There was a disappointing lack of ambition on industrial policy – which ought to be a key priority because of the vast inequality in output between regions. The OECD has shown that the UK is by far the most unequal country in Europe. Instead of addressing the need for new jobs outside the South East and London, the only industries she mentioned were retail, hospitality and care. The UK economy is unbalanced, with a dominant financial sector that has crowded out manufacturing, and there is a need to address that – something the Blair government failed to do.
This policy of promising to stick to strict fiscal rules to limit or eliminate deficits and reduce the level of debt is not new: it was also used by former shadow chancellors John McDonnell, in the elections of 2017 and 2019, and Ed Balls in 2015, as well as by Gordon Brown previously. It is not obvious that merely stating a fiscal rule convinces voters that Labour can be trusted with the economy. There should be an economic strategy focusing on the real economy, creating green jobs – including in manufacturing – to replace industries that closed in Thatcher’s disastrous monetarism years: a Green New Deal and full employment.

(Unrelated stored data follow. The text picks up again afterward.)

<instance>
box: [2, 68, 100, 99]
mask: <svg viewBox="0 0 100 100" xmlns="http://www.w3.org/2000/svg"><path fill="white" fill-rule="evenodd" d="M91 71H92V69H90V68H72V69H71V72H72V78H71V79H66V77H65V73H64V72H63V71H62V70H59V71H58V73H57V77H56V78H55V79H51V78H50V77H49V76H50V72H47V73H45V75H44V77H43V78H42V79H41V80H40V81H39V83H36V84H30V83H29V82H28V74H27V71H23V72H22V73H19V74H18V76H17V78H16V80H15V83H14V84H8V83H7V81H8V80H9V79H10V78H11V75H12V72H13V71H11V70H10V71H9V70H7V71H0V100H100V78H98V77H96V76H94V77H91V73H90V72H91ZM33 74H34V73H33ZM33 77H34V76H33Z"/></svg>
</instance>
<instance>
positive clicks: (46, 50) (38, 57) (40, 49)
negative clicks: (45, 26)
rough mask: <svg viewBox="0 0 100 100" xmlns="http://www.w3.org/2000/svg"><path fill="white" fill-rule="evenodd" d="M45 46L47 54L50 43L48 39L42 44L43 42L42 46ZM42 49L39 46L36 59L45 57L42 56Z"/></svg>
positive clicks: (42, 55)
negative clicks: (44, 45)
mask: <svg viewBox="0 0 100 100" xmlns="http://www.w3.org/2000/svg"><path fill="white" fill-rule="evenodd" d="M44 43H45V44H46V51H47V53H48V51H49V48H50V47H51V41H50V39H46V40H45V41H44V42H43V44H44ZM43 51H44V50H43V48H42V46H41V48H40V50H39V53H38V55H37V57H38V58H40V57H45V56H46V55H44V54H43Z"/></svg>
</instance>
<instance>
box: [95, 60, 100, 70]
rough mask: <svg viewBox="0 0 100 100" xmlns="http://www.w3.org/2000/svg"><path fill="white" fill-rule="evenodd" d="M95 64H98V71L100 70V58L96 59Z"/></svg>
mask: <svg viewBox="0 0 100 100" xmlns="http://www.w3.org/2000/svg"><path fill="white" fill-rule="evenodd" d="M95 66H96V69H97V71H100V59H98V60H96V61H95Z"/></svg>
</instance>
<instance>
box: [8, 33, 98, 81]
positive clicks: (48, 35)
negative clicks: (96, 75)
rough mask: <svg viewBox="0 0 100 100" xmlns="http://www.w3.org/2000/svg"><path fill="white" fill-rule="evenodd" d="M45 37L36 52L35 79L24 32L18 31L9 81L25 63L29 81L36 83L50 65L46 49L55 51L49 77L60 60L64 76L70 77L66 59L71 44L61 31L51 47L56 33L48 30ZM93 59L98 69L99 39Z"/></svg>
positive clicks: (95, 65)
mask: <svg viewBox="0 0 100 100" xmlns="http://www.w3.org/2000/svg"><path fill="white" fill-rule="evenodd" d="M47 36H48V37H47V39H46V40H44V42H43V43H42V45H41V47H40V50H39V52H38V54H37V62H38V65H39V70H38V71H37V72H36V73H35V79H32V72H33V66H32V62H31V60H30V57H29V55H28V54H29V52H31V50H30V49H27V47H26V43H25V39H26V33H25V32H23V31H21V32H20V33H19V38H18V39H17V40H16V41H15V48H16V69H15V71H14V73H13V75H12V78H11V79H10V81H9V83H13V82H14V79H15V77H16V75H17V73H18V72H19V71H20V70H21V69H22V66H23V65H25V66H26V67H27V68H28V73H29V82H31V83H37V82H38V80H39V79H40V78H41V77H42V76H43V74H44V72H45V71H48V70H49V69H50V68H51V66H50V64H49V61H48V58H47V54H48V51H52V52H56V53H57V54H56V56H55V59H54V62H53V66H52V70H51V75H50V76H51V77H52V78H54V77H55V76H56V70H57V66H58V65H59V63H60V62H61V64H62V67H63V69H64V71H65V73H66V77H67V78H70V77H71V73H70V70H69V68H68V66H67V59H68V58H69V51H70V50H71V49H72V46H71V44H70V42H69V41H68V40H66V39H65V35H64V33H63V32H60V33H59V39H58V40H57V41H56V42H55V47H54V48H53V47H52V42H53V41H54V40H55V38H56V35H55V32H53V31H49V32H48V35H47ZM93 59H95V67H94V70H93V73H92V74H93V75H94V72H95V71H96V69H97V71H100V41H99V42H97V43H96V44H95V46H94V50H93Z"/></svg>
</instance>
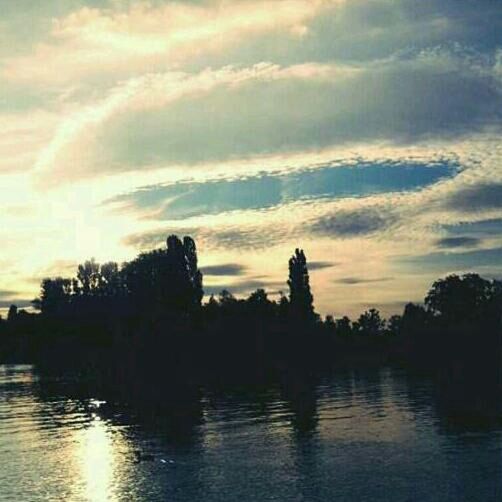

Labour’s fixation with fiscal responsibility, defined in purely financial terms, is a mistake reflecting an economic fallacy. There is no economic justification for the UK government prioritising a balanced budget as the main aim of its economic policy. Doing so just results in deflation and might lead to recession, as we have seen in the decade since the global financial crisis. If it convinces the electorate to vote Labour in as a government of economic competence, its implementation in office, leading to recession and unemployment, will destroy that reputation.